En cierto sentido, la cautividad no le desagradaría; por supuesto, era una cautividad dorada, real. Este falso héroe había encontrado nuevamente su auténtico destino, que era la derrota. Durante un tiempo ya no afrontaría las preocupaciones del gobierno, la lucha contra todos los obstáculos que se le oponían en su propio reino, la preocupación de impartir órdenes que no se cumplen. Ahora está en paz; puede tomar por testigo a este cielo que se le opuso, refugiarse en su infortunio y fingir que afronta noblemente el dolor de una suerte que tan bien le cuadra.

¡Que otros afronten la carga de gobernar a un pueblo díscolo! Ya veremos si consiguen hacerlo mejor...

—¿Adónde me lleváis, primo? —preguntó.

—A Burdeos, querido señor, donde os daré una hermosa residencia, manutención y festividades que os regocijen, hasta el momento en que concertéis un acuerdo con el rey mi padre.

—¿Acaso hay alegría para un rey cautivo? —dijo Juan II, ya muy dispuesto a representar su papel.

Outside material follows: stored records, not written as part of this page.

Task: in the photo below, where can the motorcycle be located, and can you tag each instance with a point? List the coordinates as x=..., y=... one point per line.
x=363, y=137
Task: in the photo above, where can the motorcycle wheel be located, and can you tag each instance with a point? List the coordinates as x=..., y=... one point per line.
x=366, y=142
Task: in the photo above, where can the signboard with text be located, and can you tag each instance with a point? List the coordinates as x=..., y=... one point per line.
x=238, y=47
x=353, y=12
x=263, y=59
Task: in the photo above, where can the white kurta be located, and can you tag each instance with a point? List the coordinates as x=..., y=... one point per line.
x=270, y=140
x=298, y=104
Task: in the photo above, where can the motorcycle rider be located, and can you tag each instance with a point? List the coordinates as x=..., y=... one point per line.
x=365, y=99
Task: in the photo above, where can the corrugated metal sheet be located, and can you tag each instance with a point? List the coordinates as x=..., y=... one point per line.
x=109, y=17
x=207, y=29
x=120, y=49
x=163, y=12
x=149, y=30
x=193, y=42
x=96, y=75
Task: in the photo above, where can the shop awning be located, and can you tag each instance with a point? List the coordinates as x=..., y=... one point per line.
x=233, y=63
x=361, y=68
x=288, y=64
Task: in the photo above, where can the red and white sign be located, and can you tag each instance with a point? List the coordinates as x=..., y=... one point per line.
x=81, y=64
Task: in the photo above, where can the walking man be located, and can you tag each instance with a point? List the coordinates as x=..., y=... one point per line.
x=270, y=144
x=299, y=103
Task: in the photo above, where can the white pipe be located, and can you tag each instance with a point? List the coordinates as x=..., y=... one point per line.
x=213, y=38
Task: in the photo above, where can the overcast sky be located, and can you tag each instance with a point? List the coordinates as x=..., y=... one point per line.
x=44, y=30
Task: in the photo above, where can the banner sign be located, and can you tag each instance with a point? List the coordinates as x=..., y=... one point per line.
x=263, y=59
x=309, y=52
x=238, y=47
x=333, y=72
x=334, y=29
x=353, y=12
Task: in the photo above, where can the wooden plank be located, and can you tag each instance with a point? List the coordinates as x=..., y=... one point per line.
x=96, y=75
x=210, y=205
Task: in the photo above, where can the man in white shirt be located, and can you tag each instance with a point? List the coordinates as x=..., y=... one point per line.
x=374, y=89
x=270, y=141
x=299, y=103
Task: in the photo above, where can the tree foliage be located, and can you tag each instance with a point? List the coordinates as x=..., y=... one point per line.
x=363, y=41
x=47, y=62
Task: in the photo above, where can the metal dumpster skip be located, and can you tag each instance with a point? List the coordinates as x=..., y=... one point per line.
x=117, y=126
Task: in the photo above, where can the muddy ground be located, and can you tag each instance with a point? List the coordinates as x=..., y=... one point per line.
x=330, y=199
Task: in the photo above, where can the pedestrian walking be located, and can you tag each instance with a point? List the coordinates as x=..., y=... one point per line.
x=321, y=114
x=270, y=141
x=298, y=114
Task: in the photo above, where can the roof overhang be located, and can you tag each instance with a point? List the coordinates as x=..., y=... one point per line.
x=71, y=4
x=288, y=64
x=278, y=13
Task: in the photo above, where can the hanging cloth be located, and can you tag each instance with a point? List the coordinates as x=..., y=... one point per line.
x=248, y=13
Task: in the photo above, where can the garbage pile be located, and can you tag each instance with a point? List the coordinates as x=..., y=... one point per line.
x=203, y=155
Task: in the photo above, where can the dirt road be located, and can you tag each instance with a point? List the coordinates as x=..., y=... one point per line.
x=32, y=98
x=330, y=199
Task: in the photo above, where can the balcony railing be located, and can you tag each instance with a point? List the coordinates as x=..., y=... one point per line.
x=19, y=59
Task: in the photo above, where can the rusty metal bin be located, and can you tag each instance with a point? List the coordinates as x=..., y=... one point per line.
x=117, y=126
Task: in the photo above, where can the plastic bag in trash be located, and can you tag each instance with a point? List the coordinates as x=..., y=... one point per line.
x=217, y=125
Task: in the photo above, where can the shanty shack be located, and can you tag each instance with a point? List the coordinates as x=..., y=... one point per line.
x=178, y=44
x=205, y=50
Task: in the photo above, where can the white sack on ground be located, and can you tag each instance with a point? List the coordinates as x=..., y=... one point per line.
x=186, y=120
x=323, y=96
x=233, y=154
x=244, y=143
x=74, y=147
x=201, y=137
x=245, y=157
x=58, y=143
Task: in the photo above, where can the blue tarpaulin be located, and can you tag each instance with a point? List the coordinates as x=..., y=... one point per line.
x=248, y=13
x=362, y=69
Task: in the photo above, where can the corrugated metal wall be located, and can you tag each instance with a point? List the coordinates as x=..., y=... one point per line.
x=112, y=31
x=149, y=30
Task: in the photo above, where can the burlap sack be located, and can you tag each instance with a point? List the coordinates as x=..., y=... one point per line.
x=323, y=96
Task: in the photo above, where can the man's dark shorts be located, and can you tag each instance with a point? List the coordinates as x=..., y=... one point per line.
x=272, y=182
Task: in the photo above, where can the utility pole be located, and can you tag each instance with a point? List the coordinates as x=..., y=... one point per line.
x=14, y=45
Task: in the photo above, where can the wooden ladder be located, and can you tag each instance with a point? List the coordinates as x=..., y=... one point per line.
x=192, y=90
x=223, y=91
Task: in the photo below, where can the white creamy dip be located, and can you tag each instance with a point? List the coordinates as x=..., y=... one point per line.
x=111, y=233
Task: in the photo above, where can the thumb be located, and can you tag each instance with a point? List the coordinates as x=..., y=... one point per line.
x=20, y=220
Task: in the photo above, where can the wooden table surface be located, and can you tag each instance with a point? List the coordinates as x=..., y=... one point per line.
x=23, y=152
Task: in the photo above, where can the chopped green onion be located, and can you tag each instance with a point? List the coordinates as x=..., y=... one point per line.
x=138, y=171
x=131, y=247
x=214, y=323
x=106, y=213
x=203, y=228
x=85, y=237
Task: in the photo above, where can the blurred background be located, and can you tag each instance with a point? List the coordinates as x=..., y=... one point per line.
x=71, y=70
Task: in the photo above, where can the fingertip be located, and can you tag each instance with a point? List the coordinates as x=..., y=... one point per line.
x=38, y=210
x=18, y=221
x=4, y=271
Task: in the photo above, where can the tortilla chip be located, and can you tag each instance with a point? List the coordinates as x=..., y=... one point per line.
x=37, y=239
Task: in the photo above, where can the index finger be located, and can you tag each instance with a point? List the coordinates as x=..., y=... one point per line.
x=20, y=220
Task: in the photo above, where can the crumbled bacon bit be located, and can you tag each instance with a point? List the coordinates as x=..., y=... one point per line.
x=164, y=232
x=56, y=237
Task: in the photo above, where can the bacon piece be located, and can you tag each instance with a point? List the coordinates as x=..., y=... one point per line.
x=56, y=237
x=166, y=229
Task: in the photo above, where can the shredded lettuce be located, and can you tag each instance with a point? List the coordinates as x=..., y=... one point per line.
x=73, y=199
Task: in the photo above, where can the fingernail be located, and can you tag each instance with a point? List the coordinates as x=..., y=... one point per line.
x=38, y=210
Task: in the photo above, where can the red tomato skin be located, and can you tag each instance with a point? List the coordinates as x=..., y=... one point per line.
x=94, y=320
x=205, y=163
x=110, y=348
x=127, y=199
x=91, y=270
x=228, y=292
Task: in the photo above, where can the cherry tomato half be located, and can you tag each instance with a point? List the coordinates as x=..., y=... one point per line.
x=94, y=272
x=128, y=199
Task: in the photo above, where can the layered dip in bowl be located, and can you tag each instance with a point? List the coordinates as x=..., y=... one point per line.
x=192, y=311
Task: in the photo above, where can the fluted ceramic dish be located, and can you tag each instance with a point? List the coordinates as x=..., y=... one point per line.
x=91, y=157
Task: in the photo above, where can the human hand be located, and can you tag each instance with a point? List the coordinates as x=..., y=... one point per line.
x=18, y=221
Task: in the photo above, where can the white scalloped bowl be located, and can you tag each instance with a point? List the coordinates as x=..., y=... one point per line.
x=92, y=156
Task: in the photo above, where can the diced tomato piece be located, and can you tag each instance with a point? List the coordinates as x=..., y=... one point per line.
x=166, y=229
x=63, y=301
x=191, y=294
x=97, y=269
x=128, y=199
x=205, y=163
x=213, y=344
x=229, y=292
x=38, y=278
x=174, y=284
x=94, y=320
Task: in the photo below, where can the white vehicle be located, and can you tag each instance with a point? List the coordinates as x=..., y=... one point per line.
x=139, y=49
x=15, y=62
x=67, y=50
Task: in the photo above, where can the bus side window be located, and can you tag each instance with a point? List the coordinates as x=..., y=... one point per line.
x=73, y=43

¡Ah, si hubiese aceptado al comienzo de la jornada de Poitiers las condiciones que yo le ofrecía! Jamás se vio nada semejante: un rey que por la mañana puede ganarlo todo sin necesidad de desenfundar la espada, que puede restablecer su imperio sobre la cuarta parte de su reino, y que para ello necesita únicamente estampar su firma y su sello sobre el tratado que su enemigo cercado le ofrece, y que rehúsa... ¡y por la tarde se ve prisionero!

Un sí en lugar de un no. El acto irrevocable. Como la decisión del conde de Harcourt, cuando vuelve a subir la escalera de Ruan en lugar de salir del castillo. Juan de Harcourt lo pagó con la cabeza; en este caso, Francia entera se arriesga a soportar una agonía semejante.